Comment on Why don't we have one timezone covering the whole earth?
oktoberpaard@feddit.nl 8 months agoBut then when you’re talking about 10:00 hours without specifying anything else, it actually means something completely different in the local context, apart from it being the exact same time globally. It doesn’t tell you whether it’s night or day at the other persons location. Your default point of reference in that system is the world, while even today, time is mostly used in a local context for most people. When I’m talking to someone abroad and I say “my cat woke me up at 5:00 in the morning”, I expect the other person to get the meaning of that, because the other person understands my local context.
When planning meetings you’d have to now the offset either way, because I’m not going to meet at idiotic times if there is an overlap in working hours between the two countries, which is something that you’d have to look up regardless of the time system. And if I send out a digital invite to someone abroad, the time zone information is already encoded inside it, and it shows up correctly in the other person’s agenda without the need to use a global time. In that sense UTC already is the global time and the local context is already an offset to that in the current system. We just don’t use UTC in our daily language.

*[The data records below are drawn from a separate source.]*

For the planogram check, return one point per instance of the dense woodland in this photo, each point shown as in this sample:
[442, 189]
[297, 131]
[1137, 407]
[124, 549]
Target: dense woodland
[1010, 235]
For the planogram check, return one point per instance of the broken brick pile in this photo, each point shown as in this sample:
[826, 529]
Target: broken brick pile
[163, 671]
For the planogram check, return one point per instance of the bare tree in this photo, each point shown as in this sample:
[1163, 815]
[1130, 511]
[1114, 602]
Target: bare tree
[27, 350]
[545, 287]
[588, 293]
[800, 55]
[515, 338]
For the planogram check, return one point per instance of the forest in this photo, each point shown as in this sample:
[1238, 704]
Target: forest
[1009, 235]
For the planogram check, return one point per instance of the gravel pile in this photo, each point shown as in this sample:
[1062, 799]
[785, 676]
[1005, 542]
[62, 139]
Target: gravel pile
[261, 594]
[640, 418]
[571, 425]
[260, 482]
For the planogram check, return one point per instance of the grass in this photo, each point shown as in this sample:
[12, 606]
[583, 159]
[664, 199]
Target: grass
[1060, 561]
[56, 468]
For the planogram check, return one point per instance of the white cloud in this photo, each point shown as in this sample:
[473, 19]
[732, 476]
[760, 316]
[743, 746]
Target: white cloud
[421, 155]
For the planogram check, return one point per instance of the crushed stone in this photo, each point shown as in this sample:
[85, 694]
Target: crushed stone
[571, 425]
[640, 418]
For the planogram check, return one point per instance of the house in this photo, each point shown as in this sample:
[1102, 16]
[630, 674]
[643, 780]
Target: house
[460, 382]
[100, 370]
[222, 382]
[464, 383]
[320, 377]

But if it helps: I do agree that in an alternative universe the time system could’ve worked like that and it would have functioned. I just don’t see it as a better alternative. It’s the same complexity repackaged and with its own unique downsides.
kevincox@lemmy.ml 8 months ago
Yes, there is an offset somewhere, but the questions is what is more useful.
My main argument is that talking about global times is more convenient and more useful most of the time. Sure, if you are scheduling a meeting you still need to consider when the person is awake/working but that is no harder with global time and in fact can be much easier. But most importantly at the end it is very obvious what time you picked and if it works for everyone. If you say “let’s meet at 18:00” and I usually get to work at 19:00 that sets of red flags right away. If I agree to meet at 10:00 $city I need to do math to confirm that. Also I would much rather everyone just give me “working hours” in global time when trying to schedule across multiple people, rather than having to juggle working hours + time zones for each participant.
I think the concrete difference comes down to which of these properties is more important to you:
Personally 1 is far more valuable to me. It seems that 2 is minor even now, but will be mostly solved by language as well. Sure, our current ability to approximate someone’s schedule probably won’t be perfectly matched even with new language. But it seems like the delta will not be enough to outweigh the benefits of 1.
Sure, that’s nice, but I’m sure language would quickly adapt. You can always say “very early” and I’m sure that we will get used to talking about local times more as this happens. As it is this still may not be that notable if I don’t know that you work night shifts. Languages would evolve and I don’t think it would be any worse, just different.